Arnaud DOUMANHOUN 25 novembre 2019

Etre ou paraître. Un tableau inattendu mais espéré, un mystère que laisse derrière lui, feu Albert Tévoédjrè. A la célébration eucharistique pour le repos de son âme samedi dernier, tout le gratin de personnalités sociopolitiques étaient mobilisées. Patrice Talon, Nicéphore Soglo, Louis Vlavonou, Bruno Amoussou, Candide Azannaï, Amos Elègbè, Robert Dossou, Joël Aïvo, Louis Vlavonou pour ne citer que ceux-là, le décor à la cathédrale Notre dame de l’immaculée conception était en déphasage avec la crise sociopolitique que traverse le pays et qui ne s’amoindrit pas.

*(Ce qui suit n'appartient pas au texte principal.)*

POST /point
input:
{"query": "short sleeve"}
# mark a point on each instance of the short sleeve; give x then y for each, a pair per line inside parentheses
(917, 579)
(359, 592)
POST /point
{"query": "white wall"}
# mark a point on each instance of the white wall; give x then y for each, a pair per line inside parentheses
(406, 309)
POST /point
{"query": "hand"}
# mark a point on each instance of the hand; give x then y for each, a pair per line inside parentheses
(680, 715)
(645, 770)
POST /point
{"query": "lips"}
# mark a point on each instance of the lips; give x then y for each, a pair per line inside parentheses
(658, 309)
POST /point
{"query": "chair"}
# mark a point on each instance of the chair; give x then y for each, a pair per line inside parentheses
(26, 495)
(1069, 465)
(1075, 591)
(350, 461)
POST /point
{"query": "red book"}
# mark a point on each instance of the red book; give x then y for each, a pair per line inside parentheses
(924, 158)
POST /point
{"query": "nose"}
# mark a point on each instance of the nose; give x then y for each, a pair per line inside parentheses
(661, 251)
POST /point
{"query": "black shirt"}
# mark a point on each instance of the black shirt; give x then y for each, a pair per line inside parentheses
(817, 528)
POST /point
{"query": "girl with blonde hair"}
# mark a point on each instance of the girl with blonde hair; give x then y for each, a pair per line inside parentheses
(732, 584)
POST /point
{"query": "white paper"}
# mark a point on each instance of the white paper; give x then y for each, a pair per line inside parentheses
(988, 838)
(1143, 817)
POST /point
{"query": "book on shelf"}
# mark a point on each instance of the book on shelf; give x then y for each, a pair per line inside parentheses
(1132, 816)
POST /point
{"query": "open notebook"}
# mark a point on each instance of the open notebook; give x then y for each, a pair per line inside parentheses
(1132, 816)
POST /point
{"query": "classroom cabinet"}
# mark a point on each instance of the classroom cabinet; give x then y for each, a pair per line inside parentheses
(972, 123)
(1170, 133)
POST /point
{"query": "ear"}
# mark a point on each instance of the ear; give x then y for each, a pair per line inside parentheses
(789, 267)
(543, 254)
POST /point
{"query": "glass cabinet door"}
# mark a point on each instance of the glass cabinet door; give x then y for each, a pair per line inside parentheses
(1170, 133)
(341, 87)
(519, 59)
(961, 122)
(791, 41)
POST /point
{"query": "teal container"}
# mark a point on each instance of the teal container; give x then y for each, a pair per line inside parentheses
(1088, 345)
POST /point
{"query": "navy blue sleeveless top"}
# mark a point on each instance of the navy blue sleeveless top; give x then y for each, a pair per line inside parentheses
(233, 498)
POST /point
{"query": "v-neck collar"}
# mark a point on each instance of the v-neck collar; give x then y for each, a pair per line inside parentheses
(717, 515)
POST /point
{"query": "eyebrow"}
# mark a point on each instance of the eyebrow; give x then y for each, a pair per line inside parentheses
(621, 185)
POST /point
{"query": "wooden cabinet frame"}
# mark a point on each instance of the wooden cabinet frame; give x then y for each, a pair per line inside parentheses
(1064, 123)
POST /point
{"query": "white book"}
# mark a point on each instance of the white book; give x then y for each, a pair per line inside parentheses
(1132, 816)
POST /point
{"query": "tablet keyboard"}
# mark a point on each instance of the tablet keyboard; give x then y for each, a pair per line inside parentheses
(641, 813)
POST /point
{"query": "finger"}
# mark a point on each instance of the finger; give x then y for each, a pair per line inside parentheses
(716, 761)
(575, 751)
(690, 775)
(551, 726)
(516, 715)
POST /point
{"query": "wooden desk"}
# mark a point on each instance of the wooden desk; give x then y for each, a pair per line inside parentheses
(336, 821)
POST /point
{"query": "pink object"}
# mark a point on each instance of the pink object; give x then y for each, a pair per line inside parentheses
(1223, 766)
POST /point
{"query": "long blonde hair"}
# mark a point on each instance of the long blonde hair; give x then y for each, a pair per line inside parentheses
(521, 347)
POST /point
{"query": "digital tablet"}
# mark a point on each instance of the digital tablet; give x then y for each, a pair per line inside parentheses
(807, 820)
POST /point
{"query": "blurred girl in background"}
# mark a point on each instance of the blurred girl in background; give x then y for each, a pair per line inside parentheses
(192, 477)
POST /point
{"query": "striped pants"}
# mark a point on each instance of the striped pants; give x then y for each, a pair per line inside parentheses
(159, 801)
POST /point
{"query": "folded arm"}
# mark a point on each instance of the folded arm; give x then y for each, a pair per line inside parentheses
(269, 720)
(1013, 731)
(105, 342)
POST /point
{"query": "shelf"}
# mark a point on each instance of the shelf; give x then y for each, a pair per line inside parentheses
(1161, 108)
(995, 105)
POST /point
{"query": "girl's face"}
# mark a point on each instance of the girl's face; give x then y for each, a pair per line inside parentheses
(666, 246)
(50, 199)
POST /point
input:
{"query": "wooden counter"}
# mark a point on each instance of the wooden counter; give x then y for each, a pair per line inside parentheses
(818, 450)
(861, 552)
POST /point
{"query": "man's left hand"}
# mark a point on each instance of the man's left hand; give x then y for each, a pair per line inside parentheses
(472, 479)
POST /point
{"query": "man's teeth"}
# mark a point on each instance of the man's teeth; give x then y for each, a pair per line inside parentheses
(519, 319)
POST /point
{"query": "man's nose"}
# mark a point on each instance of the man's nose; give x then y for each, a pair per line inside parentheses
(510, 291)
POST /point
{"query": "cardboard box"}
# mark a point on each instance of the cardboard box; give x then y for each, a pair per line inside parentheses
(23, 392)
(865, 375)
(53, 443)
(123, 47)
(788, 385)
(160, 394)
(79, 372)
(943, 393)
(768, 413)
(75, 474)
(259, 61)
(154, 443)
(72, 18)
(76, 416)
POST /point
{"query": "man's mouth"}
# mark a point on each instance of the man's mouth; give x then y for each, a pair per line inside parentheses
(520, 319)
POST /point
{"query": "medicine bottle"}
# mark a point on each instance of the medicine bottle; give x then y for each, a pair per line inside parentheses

La dépouille du professeur Albert Tévoédjrè a réuni les fils du pays dans un contexte où l’unité nationale est mise à rude épreuve. Si de façon spontanée les uns et les autres se sont retrouvés dans une même église, sur un même banc, pour partager l’Eucharistie, l’espoir est permis. Les Béninois sont capables d’un sursaut patriotique pour pallier le pire et la conférence nationale de 1990 est un repère en cette matière même si cette flamme a perdu de son intensité.
Baruch Spinoza disait que la paix n’est pas l’absence de la guerre, mais une vertu, un état d’esprit, une volonté de bienveillance, de confiance, de justice.
Au-delà de la patrie, pour la mémoire de feu Albert Tévoèdjrè, célébré de façon lumineuse, il faudra cultiver l’humilité, semer à nouveau les germes de l’unité nationale. « Le premier parti qu’il a dirigé après la conférence nationale s’appelait Notre cause commune. Ça veut dire que sa philosophie est de rassembler… », a déclaré Robert Dossou, au terme de la célébration eucharistique à Porto-Novo. Une image du défunt que partage le professeur Joël Aïvo : « Ce pays a fait le choix de vivre en paix et en liberté. Certes, il y a des difficultés mais je crois que chacun travaillera à ce que cette paix, cette réconciliation reviennent assez vite. C’est le dernier message qu’on va dire que Albert Tévoèdjrè nous a laissé avec Théophania, la maison de la paix ».
Les Béninois ne souhaitent pas mieux. Le peuple ne désire que le pain et la paix. Certes, aucune situation n’est éternelle mais il faut éviter le pire. La patrie d’abord.